Menurut Firdaus, kategorisasi syarat bahan makanan ke dalam kebutuhan pokok tidak bisa hanya didasarkan pada jumlah konsumsi saja. Lebih dari itu, pemerintah selaiknya juga memperhatikan aspek pertimbangan lain, mulai hirarki perundangan yang dimaksud hingga jumlah produksi bahan tersebut.
“Regulasi ini juga bertentangan dengan hirarki perundangan yang ada di atasnya. Sebab, di Undang-Undang pangan nomor 7 tahun 2014 pada pasal 25 tercantum bahwa kebutuhan pokok seharusnya mengandung garam yodium atau garam konsumsi. Ironisnya, garam justru dihapuskan dari daftar kebutuhan pokok itu sendiri,” katanya.
Selain karena hierarki perundangan, garam dapat dimasukkan sebagai bahan kebutuhan pokok, dengan mempertimbangkan kategori bahan pertanian. “Sekalipun garam bisa dikategorikan bahan pertanian, bahan perikanan, atau peternakan, ternyata garam dikeluarkan,” jelasnya.
Dengan memasukkan garam ke dalam daftar kebutuhan pokok, Firdaus yang juga politisi Gerindra ini menilai bukan hanya meningkatkan kualitas hidup konsumen namun juga sekaligus menjaga asa para produsen garam lokal. “Regulasi ini efeknya luas. Kebutuhan garam jangan dilihat dari jumlah konsumsi, namun juga jumlah produsen,” katanya.

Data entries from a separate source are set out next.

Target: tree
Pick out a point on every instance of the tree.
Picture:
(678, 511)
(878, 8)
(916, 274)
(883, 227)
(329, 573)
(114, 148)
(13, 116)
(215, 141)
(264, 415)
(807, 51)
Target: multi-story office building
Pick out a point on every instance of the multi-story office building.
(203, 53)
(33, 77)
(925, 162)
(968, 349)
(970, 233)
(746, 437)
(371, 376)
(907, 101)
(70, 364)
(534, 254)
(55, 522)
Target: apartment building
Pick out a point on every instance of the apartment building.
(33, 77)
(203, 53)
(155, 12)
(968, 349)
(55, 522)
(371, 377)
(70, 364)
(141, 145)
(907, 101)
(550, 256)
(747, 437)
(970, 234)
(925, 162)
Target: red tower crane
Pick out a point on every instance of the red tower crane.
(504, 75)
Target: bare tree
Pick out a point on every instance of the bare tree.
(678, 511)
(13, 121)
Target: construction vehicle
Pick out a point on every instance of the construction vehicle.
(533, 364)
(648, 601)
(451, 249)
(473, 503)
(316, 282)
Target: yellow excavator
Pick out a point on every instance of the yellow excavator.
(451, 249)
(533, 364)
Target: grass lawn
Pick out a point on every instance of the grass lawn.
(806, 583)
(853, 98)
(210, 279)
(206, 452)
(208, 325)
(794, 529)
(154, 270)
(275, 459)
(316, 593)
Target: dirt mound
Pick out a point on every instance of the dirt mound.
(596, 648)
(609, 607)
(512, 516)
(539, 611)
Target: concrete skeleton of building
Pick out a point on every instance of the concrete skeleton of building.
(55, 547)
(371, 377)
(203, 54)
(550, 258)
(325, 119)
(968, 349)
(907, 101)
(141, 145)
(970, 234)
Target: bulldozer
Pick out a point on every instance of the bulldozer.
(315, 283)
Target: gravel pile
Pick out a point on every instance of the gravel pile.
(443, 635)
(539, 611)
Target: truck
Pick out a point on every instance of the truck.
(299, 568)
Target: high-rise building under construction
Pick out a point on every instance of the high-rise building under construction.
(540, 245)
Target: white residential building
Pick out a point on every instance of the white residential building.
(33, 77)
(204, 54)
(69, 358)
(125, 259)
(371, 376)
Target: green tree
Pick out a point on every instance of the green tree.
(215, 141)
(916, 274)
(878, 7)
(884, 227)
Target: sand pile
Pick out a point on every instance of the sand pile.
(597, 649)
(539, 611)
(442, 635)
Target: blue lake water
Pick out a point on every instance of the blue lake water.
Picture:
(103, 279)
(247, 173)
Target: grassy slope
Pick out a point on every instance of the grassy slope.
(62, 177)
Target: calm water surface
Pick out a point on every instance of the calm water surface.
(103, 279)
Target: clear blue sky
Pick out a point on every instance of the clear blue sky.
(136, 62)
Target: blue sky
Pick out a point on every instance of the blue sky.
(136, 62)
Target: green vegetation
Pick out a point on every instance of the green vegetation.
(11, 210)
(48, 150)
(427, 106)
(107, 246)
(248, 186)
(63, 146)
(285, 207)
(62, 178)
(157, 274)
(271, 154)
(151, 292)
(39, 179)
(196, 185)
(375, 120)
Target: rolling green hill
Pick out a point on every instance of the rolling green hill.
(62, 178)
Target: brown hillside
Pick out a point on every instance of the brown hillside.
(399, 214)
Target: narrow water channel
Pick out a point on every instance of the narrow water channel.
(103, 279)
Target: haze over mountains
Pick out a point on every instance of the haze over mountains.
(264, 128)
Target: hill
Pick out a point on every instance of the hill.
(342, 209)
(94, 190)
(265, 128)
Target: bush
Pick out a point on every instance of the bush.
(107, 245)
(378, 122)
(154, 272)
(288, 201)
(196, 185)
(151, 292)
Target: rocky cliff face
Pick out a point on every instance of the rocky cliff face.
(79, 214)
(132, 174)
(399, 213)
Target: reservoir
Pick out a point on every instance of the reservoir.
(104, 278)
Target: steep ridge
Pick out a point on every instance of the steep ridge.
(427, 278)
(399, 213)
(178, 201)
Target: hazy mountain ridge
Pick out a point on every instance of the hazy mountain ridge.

Jatim sebagai salah satu daerah penopang produsen garam memiliki ribuan petani garam yang tersebar di seluruh wilayah. Dengan masuk di dalam daftar kebutuhan pokok, pemerintah juga dapat menetapkan Harga Pokok Pembelian (HPP) garam.
Sebab, tanpa adanya intervensi pemerintah di dalam penentuan harga, garam kini anjlok dari sebelumnya Rp700-1000 menjadi kisaran Rp300 perkilonya. “Ini yang harus dipikirkan. Garam harus kembali masuk sebagai bahan pokok sehingga bisa diatur HPP-nya sehingga tak anjlok seperti sekarang,” katanya.

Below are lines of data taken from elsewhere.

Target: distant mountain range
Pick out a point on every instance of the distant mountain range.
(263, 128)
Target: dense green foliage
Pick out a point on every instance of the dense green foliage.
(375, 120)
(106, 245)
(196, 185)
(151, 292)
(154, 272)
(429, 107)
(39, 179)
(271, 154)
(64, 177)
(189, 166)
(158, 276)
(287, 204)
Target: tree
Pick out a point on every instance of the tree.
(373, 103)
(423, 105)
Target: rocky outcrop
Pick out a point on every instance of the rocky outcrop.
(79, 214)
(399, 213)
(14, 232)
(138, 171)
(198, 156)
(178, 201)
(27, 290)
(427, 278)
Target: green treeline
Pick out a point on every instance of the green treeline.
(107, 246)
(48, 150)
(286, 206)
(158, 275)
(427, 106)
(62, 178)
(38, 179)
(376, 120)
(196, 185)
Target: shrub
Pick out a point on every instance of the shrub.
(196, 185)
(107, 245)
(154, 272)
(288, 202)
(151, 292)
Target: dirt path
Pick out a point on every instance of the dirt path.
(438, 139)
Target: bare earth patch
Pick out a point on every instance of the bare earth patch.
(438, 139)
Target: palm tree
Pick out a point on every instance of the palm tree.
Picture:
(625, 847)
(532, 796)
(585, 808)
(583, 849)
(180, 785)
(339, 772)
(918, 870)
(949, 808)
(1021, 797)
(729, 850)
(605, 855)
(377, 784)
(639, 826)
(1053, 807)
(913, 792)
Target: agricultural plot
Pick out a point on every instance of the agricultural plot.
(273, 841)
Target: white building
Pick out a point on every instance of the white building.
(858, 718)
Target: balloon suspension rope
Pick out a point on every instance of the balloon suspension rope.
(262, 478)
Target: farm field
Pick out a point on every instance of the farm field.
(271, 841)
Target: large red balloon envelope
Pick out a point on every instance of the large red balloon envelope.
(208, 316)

Solusi ini menjadi salah satu jalan keluar yang bisa dilakukan pemerintah. “Kalau nggak ada HPP bisa tambah kacau. PT garam yang bisa menyerap garam lokal hanya bisa menyerap sekitar 30 ribu ton untuk tahun ini. Ini jauh dari petani tambak sekarang yang bisa memproduksi garam mencapai ratusan ribu ton pertahun,” ujarnya.
Berdasarkan pada Peraturan Presiden (Perpres) 71 tahun 2015 tentang Penetapan dan Penyimpanan Barang Kebutuhan Pokok dan Barang Penting, barang Kebutuhan Pokok dan/atau Barang Penting terdiri dari beberapa hal.
Pertama, hasil pertanian berupa beras, kedelai bahan baku tahu dan tempe, cabe, dan bawang merah. Kemudian, hasil industri berupa gula, minyak goreng, dan tepung terigu.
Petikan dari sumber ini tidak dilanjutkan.